I was fortunate enough to be one of the presenters this year, and, along with fellow tutors and graduate students Tamara Lebron and Zahra Patterson, led a well-received panel presentation on our experiences having (audio) taped a tutoring session, then transcribing that session and analyzing it. Our work was prompted by an assignment given by our professor and Writing Center Director (and overall fearless leader), Dr. Patricia Stephens, who attended our NEWCA session with us and was able to offer insight into her reasoning behind having given this assignment as a means for tutors to reflect upon their tutoring strategies and techniques and to become better tutors. Participants kept us going until the very end with questions, and we were all pleased that our audience was so interested in our work.
I also managed to get to a session on transgressive behaviors in the Writing Center, in which Pat Morelli, Director for the Center for Reading and Writing at the University of Hartford and member of the NEWCA Steering Committee, led a lively discussion on to what extent would WC administers and senior staffers protect their young tutors and tutees from potentially dangerous sessions.
On Sunday we had a first - SIGs were being offered! I went to two: "So You're Thinking About Grad School?" (although I'm already in grad school, I was interesting in hearing what other people were going through and was curious about the questions they'd ask), and "Technology in the WC," in which we all compared notes about what we were using in our own Writing Centers, technologically-speaking. Both were good opportunities to meet other folks who were in the same boat as we were, in both cases, and to compare notes and realize that we weren't the only ones either struggling with choosing graduate programs, or determining how we could update our writing centers.
My two co-presenters, Tamara Lebron and Zahra Patterson, made Long Island University proud when, as first time presenters, were co-recipients of the 2008 Robert J. Connors Memorial Scholarship Awards, which was fabulous, of course.
Can I tell you how lucky we were in our keynote speakers?

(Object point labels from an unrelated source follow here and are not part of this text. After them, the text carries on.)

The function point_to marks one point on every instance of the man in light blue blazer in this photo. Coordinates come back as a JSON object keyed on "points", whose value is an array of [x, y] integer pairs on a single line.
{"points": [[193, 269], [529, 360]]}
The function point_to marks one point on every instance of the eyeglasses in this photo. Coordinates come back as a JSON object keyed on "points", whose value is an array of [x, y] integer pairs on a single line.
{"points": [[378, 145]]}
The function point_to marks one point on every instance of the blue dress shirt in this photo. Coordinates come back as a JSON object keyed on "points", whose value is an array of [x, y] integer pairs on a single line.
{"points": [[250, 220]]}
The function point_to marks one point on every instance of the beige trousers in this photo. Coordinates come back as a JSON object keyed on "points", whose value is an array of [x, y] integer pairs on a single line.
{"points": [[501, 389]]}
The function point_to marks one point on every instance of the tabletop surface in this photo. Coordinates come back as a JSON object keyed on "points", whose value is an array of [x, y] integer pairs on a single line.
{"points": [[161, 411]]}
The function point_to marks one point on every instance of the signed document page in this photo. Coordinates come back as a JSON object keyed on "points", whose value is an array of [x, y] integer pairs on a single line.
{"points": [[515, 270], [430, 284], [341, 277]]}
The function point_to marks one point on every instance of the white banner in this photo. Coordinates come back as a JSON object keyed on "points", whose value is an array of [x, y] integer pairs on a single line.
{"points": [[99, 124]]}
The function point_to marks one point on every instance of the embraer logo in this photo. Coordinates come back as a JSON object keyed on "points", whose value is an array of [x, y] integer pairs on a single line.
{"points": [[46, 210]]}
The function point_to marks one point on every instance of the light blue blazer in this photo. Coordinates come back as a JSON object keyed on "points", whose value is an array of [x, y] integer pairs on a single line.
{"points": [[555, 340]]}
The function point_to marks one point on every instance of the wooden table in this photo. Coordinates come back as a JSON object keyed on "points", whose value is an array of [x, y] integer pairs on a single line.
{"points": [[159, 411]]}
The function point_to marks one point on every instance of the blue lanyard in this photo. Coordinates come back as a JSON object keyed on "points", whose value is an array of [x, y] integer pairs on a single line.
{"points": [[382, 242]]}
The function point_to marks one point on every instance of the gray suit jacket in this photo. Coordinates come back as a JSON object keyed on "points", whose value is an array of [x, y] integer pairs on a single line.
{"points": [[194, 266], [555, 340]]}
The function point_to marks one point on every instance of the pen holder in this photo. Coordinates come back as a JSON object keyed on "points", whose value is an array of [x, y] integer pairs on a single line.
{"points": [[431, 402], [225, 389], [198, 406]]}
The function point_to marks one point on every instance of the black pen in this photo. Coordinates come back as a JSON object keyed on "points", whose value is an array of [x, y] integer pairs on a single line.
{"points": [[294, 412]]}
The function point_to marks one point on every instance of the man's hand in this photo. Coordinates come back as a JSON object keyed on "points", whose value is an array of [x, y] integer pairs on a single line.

The effervescent Anne Ellen Geller, Michele Eodice, Meg Carroll, Elizabeth Bouquet, and Frankie Condon - authors of Everyday Writing Center: A Community of Practice - gave what is probably the best keynote I may have ever heard. They were interesting, and entertaining, and I think everyone in the audience wished they would have kept going. (I had a real fangirl moment when I got an e-mail of thanks from Michele, who thanked me for having videotaped the keynote.)
Next year is our milestone year, of course - 25 years! We'll be returning to "where it all began" - the University of Hartford in Connecticut. I was fortunate enough to be elected to the NEWCA Steering Committee this year, so I'll get to help plan the conference, which I'm really looking forward to.
Look out, northeast!
It sounds like you had a lot of fun at the conference, Michelle! Your panel discussion certainly sounds interesting, and I'm glad that it was well-received, too. Was it a more personal-type panel?